Unless they are doing program evaluation, researchers want to generalize from their data to some wider population or time frame. Education assessments similarly want to generalize beyond the handful of questions that appear on the test. But it is not just researchers and assessment developers who want to do this. Everyone wants to look at those results and infer that they can generalize to the larger population.
A larger sample size can make such generalizations more defensible, but large sample size is not enough. Heck, sample size isn’t even the point of sample size.
The point is representativeness. If you had a perfectly representative along the characteristics of interest, the sample size simply would not matter. Not at all.
Now, we know that we cannot get those perfectly representative samples because the whole point of our research/assessment is to uncover things about the population that we do not already know. So, sample size becomes important because we use random sampling approximate a representative sample — a trick that we have statistics to better describe and understand, but that only works with larger sample sizes.

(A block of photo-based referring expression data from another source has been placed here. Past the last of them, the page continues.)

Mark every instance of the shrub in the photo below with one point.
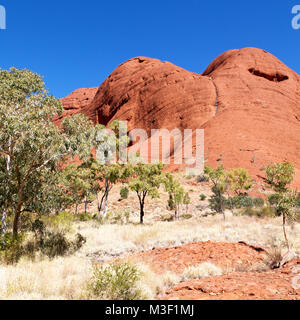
(124, 193)
(51, 243)
(11, 249)
(202, 178)
(167, 217)
(258, 202)
(115, 282)
(63, 220)
(203, 270)
(187, 216)
(264, 212)
(239, 202)
(86, 217)
(118, 217)
(202, 197)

Self-selected samples, however, undermine this whole effort. We already know that those who volunteer to participate in the study or survey or poll are different from those who do not. We just do not know how different or in how many ways they are different. People who respond to an emailed invitation to participate in research are different from those who do not. People who answer phone calls from pollsters are different from this who do not.

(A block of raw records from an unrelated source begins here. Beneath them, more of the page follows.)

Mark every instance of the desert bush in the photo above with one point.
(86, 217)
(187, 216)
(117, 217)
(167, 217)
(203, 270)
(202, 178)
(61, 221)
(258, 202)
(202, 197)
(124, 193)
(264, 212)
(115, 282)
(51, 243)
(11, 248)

The massive New York City public school system asked parents to declare whether or not they wanted they children too return to in-school classes, hybrid class, or entirely remote learning this fall. It found that most students’ families would send their children back to school buildings.
Actually, that is not true. That is what NYC claimed and what was often reported. But it was not what families said and it was not what happened in the schools. In fact, roughly 1/4 of families said that they would not send their children back to school buildings and the other 3/4 of families said nothing. They did not opt for returning to school building. They did not opt for anything. They simply did not answer the survey.

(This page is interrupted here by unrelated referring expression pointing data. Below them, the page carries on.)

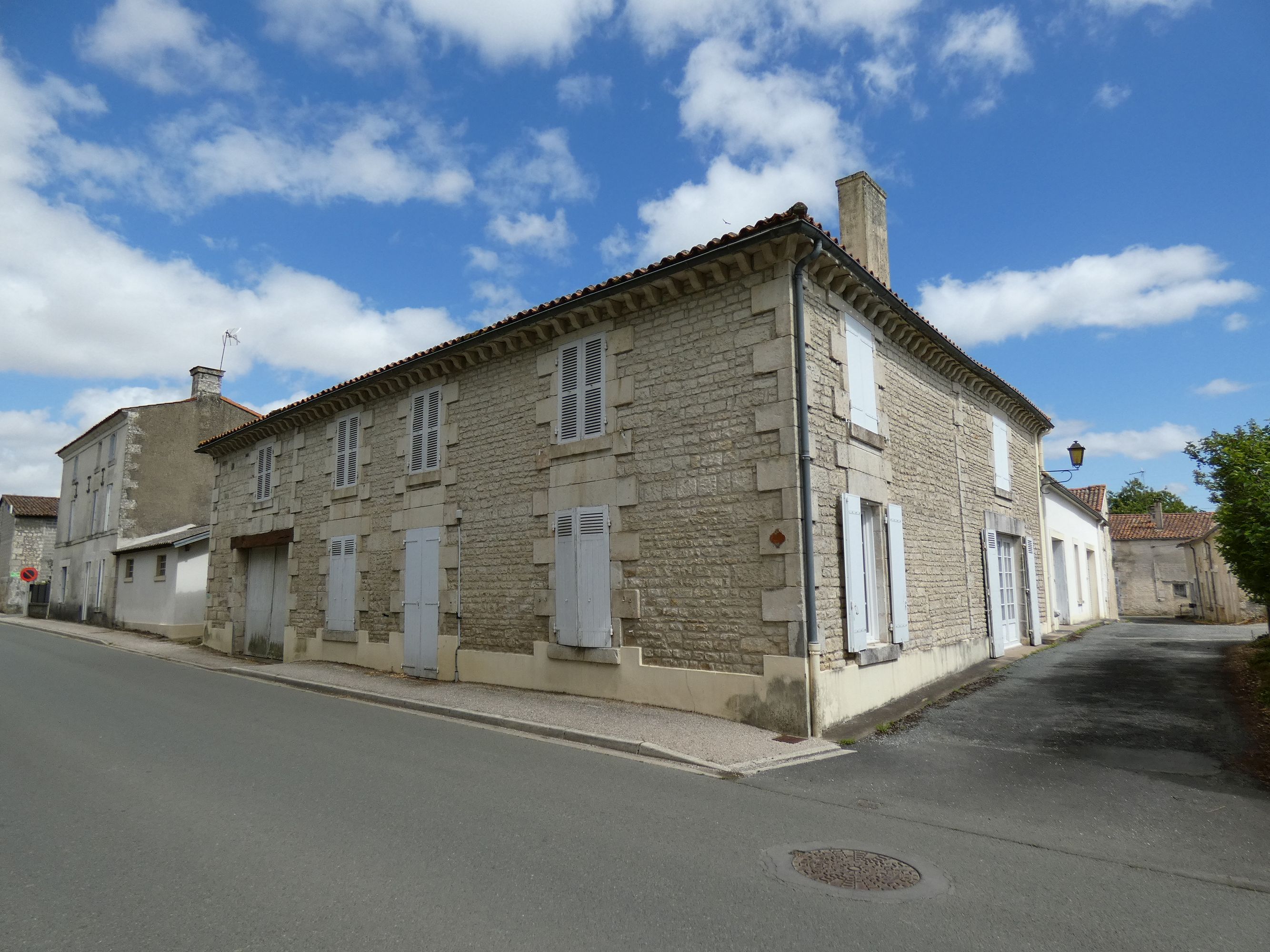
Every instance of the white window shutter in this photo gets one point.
(570, 393)
(854, 574)
(1001, 452)
(898, 574)
(595, 615)
(991, 577)
(593, 387)
(341, 583)
(1033, 592)
(861, 384)
(567, 578)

The mayor and other assumed that their silence meant something they they understood. They assumed that the non-respondents were making as intentional decision as the the respondents were. They assumed that the non-respondents were like the respondents.
This was a self-selected respondent pool. There were no efforts at representativeness. There were no efforts to understand the non-respondents. It was the laziest possible way to collect data.
Work to ensure a representative sample is hard. It is expensive. It is work. And it is not fun. This work does not help you to get the answer you want. It is not about the substantive ideas, thinking or theories of whatever you are interested in. It is annoying and repetitive work to follow up with invitees, slowing down data collection, making it more expensive and giving reasons to doubt your results before you have even compiled them.
But response/non-response bias is huge. High integrity researchers take it quite seriously.